“From the Field”The article in memory of David Gallegos, PLS, in the September issue of POB commemorated the dedication and commitment David contributed to NDOT and the surveying profession in general. I’m sure he will be missed by his family and colleagues.
From the information provided in the article, he began working in surveying after graduation from high school and worked his way through the ranks to achieve professional registration and a supervisory position managing geodetic surveys. Obviously, he was an expert surveyor committed to our profession.
What a shame it would have been if he had been precluded from professional registration due to a lack of a four-year surveying degree. David is the perfect example of why a four-year degree should not be a requirement for land surveyor registration.
When I read the article, it reminded me that surveying is an applied science, and experience is the best teacher. Not that a survey education is not valuable, but a dedicated person can become a professional through commitment and hard work. I recommend to anyone desiring to be a surveyor to get formal education; it provides a strong foundation and reduces the training time. But it should not be a requirement.
James D. Hillard, PLS
“Geodetic Surveying Made Plain”You’ve done a decent job of presenting a technical forum for survey geeks, and a great job of presenting an equipment emporium. I salute your many efforts! There remains, however, a greater mission for “The Profession,” somewhat illuminated in Mr. McGray’s discovery of “new civilization.” What’s clear is that Mr. McGray refuses to allow his professional “status” to get in the way of his perspective. Thus, there just may be hope for measurers who can measure up to the challenges of a global age. Don’t count on it.

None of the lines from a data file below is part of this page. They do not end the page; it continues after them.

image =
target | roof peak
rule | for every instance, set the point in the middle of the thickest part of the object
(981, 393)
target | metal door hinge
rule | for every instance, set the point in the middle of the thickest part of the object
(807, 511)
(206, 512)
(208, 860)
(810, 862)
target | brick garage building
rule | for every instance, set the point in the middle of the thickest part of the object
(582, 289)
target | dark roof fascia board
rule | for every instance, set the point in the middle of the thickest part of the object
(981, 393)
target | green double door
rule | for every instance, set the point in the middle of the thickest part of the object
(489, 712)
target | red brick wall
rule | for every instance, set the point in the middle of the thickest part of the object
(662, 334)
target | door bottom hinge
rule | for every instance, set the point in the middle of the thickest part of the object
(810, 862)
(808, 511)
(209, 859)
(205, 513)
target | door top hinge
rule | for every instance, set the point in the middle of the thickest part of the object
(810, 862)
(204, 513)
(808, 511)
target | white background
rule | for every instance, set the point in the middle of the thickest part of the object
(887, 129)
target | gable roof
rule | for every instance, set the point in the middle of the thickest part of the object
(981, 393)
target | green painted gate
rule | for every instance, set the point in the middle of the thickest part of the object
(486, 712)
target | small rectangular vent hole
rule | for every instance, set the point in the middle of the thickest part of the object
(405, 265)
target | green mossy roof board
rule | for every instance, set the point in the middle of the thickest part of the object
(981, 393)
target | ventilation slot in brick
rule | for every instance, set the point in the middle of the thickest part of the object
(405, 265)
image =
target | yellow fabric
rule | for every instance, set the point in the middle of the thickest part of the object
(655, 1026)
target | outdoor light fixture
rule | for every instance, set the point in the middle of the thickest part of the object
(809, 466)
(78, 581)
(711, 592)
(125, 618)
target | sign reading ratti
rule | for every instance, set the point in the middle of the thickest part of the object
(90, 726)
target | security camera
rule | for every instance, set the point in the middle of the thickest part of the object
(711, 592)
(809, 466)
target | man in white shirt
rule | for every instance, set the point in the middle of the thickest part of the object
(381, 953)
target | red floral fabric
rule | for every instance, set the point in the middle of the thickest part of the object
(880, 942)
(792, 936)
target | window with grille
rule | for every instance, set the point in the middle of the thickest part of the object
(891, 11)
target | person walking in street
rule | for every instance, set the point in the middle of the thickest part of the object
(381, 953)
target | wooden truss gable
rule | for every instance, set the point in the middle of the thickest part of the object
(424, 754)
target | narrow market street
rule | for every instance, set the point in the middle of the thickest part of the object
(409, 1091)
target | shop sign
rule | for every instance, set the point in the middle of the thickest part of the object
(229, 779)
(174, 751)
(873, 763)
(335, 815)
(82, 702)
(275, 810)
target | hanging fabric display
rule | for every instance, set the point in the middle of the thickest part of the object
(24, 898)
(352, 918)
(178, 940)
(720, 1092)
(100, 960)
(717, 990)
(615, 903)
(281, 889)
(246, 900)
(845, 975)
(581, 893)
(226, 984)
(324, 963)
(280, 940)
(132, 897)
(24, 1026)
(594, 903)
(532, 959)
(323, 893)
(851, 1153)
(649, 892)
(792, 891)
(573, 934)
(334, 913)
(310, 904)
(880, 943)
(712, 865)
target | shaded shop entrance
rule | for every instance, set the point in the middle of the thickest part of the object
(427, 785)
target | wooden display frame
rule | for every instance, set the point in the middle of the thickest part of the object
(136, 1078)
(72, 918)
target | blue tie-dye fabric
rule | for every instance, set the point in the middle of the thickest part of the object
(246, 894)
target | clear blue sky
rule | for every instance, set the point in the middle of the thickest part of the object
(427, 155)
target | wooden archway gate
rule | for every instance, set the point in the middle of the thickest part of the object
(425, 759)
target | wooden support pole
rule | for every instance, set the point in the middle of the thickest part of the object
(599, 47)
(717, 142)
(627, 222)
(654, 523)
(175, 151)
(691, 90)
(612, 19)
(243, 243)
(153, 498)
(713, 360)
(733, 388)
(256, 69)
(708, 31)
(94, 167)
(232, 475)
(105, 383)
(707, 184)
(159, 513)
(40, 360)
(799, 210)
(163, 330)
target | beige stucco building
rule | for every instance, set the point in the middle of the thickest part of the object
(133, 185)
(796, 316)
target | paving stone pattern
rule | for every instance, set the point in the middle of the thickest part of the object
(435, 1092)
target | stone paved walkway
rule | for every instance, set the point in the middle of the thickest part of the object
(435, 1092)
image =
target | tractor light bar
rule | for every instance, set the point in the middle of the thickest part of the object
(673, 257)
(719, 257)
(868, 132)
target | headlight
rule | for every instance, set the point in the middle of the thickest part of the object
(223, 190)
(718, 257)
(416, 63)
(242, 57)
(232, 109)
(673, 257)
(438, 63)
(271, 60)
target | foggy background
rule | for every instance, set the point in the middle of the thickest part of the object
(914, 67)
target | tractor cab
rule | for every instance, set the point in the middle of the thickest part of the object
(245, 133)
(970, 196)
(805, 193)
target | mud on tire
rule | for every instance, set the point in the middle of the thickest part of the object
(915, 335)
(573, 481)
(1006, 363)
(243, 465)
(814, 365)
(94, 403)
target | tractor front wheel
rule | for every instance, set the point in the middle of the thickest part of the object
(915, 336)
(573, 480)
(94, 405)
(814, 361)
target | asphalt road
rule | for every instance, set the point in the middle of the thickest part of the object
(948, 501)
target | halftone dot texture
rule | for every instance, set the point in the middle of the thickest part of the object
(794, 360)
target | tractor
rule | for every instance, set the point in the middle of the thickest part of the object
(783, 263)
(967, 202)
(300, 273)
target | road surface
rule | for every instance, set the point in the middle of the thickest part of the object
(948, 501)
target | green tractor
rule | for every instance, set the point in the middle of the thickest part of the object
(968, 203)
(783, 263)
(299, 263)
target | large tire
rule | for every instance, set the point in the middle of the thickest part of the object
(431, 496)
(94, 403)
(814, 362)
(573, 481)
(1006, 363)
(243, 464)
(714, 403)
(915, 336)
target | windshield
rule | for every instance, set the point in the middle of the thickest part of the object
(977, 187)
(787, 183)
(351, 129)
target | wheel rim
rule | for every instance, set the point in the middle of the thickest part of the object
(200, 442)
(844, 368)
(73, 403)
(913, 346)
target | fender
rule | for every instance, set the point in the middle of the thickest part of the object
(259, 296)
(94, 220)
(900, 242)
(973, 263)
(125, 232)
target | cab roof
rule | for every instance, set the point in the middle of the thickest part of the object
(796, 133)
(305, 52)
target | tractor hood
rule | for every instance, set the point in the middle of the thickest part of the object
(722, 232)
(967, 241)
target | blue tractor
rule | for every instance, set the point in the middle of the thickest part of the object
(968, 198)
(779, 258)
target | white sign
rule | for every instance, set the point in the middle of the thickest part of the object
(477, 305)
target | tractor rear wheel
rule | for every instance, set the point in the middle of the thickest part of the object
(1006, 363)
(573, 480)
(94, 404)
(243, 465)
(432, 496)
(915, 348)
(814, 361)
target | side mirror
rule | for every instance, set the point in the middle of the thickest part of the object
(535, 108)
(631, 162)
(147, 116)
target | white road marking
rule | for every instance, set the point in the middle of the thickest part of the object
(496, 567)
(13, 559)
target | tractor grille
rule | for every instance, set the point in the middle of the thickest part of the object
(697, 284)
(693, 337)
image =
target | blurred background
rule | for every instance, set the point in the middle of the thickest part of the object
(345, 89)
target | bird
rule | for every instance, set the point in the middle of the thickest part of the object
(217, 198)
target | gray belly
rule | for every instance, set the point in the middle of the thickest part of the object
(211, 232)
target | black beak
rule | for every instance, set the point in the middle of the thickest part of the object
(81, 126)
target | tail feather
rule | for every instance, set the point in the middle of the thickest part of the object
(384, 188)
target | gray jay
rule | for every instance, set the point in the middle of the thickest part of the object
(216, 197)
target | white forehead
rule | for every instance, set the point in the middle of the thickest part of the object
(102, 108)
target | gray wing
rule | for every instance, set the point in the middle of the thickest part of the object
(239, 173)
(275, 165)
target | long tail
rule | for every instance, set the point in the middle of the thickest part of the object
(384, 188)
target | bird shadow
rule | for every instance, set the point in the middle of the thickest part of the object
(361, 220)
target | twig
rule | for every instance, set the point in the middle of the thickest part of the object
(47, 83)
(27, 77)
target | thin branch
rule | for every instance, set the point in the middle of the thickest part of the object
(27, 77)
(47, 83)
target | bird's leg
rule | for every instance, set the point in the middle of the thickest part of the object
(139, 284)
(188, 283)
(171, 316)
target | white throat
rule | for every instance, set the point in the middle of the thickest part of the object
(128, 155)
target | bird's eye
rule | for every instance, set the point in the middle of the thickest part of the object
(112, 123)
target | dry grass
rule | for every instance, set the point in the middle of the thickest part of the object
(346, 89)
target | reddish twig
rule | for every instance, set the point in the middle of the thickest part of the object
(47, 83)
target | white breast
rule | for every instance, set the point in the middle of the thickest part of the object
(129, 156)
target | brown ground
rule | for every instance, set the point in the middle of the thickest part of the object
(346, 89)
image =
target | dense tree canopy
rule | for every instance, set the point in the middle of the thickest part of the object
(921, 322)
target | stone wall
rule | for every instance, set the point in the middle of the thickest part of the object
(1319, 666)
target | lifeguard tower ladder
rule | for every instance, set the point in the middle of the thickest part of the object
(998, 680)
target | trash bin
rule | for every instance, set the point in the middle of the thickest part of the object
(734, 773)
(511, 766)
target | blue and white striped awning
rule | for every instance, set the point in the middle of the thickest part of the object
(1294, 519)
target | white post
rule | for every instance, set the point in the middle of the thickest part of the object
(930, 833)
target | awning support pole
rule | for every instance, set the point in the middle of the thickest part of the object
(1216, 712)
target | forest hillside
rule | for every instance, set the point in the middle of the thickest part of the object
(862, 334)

Surveyors and engineers tend to suffer from rather narrow vision since we tend to deal with minutiae as a way of life. Often the bigger picture escapes us, and then there’s the attitude thing that always and ever gets in the way of genuine collaboration. Burrowing deeper into professional peer groups will not extend one’s vision and/or technical expertise if we’re not first working on the human being. In the future just lay people will come to comprehend what has occupied us for centuries. If we cannot become expert and flexible collaborators, we’re sidelined.
This will mandate the loss of big belt buckle attitudes and demand a globally inclusive perspective that has ample room in it for the rest of the world. The future will present a real-world challenge for our kind.
After 40 years, I can attest to these challenges for which many surveying and engineering professionals are ill prepared. Adapt or be passed over is what the future will be saying to us. Thus, as Mr. McGray points out, it’s not “our way or the highway.” I’ll take the highway anytime, and accept real-world perspectives as a way of life. That’s why I got rid of my professional status in favor of the real world.
And I thought I was the only one who realized that we don’t get any respect because of our attitudes. There’s a whole world out there beyond straightjacket professionalism. First though, professionals like us gotta learn to meet the real world halfway or it’s gonna be the highway for sure. I won’t be seeing you at the next convention because I’m busy putting the world in perspective.